The Scottish Government did not consult on the last three bullet points. These were included by the Coalition of Carers in Scotland (COCIS) in their template.
Scottish Youth Parliament responses
1.34 Responses from the Care Fair Share questionnaire distributed by the Scottish Youth Parliament to young people aged under 25 years generated 909 responses. Just over one in five (22%) of those who responded to this questionnaire said they have caring responsibilities at present.
1.35 The majority of respondents supported the following proposals, most of which the Scottish Government did not consult on:
- Involving young carers in the planning, shaping, and delivery of services both for cared-for people and young carers.
- More flexibility for young carers in how they spend direct payments for support they receive from local authorities, rather than receiving a care package.
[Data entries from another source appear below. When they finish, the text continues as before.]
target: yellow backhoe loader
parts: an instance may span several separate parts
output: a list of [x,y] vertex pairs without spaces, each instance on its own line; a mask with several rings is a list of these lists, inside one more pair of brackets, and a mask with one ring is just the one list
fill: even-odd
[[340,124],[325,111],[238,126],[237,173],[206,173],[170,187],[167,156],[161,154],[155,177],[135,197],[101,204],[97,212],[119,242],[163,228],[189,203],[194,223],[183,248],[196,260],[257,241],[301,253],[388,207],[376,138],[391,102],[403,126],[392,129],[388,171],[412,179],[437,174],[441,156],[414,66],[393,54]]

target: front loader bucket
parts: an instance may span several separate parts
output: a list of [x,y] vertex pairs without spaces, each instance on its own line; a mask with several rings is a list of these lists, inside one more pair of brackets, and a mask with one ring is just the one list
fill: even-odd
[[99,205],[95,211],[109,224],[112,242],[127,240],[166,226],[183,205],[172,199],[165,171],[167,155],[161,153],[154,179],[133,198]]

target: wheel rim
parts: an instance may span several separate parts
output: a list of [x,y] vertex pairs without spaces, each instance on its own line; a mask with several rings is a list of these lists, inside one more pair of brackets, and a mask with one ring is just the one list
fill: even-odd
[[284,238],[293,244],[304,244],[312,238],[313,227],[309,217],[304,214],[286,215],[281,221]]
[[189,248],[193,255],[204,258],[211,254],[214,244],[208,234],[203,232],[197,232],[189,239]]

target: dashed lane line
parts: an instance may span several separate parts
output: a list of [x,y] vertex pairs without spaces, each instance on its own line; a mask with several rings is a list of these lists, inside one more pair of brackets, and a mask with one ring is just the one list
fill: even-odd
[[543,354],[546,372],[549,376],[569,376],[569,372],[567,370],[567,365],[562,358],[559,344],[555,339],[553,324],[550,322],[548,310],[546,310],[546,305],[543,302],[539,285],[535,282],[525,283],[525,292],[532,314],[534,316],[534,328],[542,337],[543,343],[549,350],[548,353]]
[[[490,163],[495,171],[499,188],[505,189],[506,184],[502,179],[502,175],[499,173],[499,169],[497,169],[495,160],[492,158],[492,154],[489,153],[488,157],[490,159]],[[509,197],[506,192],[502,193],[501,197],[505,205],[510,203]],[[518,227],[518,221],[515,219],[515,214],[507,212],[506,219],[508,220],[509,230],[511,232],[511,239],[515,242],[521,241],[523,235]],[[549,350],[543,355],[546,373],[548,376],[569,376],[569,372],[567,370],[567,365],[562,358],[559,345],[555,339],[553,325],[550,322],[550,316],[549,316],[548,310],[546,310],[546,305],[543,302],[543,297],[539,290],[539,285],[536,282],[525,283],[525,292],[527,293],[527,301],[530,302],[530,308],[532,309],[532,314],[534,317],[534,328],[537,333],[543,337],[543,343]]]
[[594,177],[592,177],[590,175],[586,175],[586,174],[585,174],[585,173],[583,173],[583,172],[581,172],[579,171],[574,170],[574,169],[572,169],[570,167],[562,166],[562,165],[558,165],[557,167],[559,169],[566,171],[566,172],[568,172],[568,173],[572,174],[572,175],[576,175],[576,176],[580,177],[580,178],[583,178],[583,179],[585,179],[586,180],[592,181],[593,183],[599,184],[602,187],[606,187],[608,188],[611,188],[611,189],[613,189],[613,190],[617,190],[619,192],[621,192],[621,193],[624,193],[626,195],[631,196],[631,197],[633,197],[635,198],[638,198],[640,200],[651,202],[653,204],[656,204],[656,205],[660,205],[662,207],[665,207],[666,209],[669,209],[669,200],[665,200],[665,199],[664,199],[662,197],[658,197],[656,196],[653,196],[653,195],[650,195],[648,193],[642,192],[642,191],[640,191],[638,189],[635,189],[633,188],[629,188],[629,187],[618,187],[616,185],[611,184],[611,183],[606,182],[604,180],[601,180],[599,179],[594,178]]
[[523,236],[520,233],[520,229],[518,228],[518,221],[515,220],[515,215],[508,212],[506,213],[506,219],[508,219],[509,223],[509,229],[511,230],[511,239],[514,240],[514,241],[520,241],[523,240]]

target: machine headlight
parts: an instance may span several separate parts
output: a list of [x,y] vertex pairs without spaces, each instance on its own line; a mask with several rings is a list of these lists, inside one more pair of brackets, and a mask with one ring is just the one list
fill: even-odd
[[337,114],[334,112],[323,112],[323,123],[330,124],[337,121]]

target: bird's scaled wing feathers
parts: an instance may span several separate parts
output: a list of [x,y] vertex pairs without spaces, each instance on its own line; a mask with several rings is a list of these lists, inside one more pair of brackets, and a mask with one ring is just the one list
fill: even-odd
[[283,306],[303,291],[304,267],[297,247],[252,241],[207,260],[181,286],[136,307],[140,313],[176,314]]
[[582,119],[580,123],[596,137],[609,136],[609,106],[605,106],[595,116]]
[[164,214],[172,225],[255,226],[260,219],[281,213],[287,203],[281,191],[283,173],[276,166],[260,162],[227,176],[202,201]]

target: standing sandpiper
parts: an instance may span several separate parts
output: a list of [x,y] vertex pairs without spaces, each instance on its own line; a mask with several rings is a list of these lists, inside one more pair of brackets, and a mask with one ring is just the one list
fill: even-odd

- All local authorities to have:
- duty to support young carers, allowing them to participate in leisure and recreational activities without financial burden.
- duty to hold information centrally about young carers and younger adult carers in schools, colleges, and universities.
- All local authorities should be required
- to keep information about young adult carers aged 18-25 specifically, separate from information about all adult carers over 18.
- to meet minimum national expectations about providing services and support for young carers.
- Carers legislation should specifically mention the needs of young adult carers as they move into adulthood in order to highlight the different challenges they face at this point in their lives, including the possibility for increased financial strain.
- All young carers moving into adulthood should be automatically offered a new support plan by their local authority to consider their changing needs.
1.36 There was a good response to this consultation, with many respondents welcoming the opportunity to provide their comments on the proposals outlined. Across the consultation as a whole there was support for specific legislation that will support carers and their rights, with many respondents commenting on the adverse impact that caring for another can have and the need for support to be available to all carers to help them in their caring role.
1.37 In general, respondents were supportive of the proposals outlined in the consultation paper.